Google patched 57 vulnerabilities Monday affecting the Android operating system and kernel and chipset components tied to third-party firms MediaTek, NVIDIA and Qualcomm. Eleven of the bugs are rated critical and 46 are rated high.
Google said the most severe of the vulnerabilities are remote code execution bugs (CVE-2018-9341, CVE-2018-5146 and CVE-2017-13230) in the Android media framework “that could enable a remote attacker using a specially crafted file to execute arbitrary code within the context of a privileged process.”

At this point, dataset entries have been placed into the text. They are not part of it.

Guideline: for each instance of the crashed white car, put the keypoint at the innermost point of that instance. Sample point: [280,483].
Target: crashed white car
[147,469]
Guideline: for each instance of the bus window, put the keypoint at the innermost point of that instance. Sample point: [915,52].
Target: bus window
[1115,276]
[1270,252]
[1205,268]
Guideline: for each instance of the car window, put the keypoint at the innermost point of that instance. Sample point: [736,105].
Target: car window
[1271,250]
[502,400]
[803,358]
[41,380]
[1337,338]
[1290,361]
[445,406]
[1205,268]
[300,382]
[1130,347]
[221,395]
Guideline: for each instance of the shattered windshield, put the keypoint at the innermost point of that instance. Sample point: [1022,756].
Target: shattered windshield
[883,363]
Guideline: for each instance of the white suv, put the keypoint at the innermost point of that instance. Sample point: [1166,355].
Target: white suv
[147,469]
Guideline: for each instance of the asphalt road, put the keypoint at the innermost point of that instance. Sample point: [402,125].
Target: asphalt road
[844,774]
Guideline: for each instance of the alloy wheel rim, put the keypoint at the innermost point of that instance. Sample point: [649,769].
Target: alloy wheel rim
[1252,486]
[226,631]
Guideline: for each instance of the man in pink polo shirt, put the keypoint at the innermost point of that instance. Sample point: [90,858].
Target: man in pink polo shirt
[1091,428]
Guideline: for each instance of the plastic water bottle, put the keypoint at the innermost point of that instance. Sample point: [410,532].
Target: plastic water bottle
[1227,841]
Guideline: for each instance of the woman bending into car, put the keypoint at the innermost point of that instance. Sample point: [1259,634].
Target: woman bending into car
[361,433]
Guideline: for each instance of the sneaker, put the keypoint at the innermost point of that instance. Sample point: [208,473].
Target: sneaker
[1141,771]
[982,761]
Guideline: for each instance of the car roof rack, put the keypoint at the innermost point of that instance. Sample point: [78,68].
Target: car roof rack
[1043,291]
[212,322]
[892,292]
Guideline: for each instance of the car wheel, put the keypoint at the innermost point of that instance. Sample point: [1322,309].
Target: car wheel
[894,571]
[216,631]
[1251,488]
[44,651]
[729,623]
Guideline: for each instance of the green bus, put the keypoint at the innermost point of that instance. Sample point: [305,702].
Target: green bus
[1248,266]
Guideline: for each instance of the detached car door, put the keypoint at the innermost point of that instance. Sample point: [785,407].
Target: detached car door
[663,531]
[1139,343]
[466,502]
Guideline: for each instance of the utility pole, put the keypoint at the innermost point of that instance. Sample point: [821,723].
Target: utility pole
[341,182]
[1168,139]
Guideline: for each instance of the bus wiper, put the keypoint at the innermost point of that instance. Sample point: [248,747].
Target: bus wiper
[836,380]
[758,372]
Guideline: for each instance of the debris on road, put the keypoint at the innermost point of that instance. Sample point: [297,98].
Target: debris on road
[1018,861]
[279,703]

One of the remote code execution bugs (CVE-2018-5146) is related to the open-source Ogg Vorbis audio codec used in the Android media framework. The vulnerability is an out-of-bounds memory write flaw that occurs while the media framework is processing Vorbis audio data. It was first made public on March 16 at the Pwn2Own hacker contest by Huzaifa Sidhpurwala, senior product security engineer at Red Hat. The bug also impacted versions of Mozilla’s Firefox and the Thunderbird mail client, according to Rapid7.

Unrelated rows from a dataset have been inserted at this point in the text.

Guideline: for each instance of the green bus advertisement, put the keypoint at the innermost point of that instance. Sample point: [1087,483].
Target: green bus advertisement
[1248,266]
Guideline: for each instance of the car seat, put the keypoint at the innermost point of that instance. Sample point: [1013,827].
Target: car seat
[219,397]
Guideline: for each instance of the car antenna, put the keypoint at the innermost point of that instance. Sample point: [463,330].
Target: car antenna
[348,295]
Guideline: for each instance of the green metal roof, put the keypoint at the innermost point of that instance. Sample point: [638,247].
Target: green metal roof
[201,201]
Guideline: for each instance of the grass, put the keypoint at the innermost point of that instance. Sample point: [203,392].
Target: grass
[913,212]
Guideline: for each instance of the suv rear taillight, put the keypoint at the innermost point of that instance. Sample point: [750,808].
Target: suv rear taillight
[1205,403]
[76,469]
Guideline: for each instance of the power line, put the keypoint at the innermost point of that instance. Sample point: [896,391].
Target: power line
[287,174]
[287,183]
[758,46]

The second remote code execution vulnerability (CVE-2017-13230) is an out-of-bounds write flaw with the High Efficiency Video Coding (H.265) video compression standard used in the Android media framework. The bug was first made public on Feb. 2 and patched Feb. 5 as part of Google’s February Android Security Bulletin. At that time, it was rated as medium severity.
“In hevc codec, there is an out-of-bounds write due to an incorrect bounds check with the i2_pic_width_in_luma_samples value. This could lead to remote escalation of privilege with no additional execution privileges needed,” according to the National Vulnerability Database description of the CVE.
Google and MITRE did not offer any details on the third remote code vulnerability (CVE-2018-9341).
A critical flaw in the MediaTek chipset was also patched. The bug was part of buffer overflow conditions that could be triggered by an adversary in the Android’s trustlet (trusted process or IUM process). “Lack of boundary checking of a buffer in trustlet can lead to memory corruption,” describes Samsung in its bulletin.
Four critical flaws in Qualcomm’s chipsets were also patched. Two (CVE-2017-18158, CVE-2018-5854) were related to the component’s Bootloader; one (CVE-2018-3569) was tied to the WLAN Host; and the fourth was connected with a problem in a “hardware codec” (CVE-2017-18155).
Google says Pixel and Nexus devices will start receiving over-the-air updates starting Monday. It takes about a week and half for the updates to reach all Nexus devices. Samsung, LG and other vendors typically trail Google in updating qualifying devices, but do it monthly. Some vendors also don’t deliver all available patches at one time. Samsung, for example, states, “Some patches to be received from chipset vendors (also known as Device Specific patches) may not be included in the security update package of the month. They will be included in upcoming security update packages as soon as the patches are ready to deliver.” Often patches first need to be tested on target devices to make sure the patch is compatible.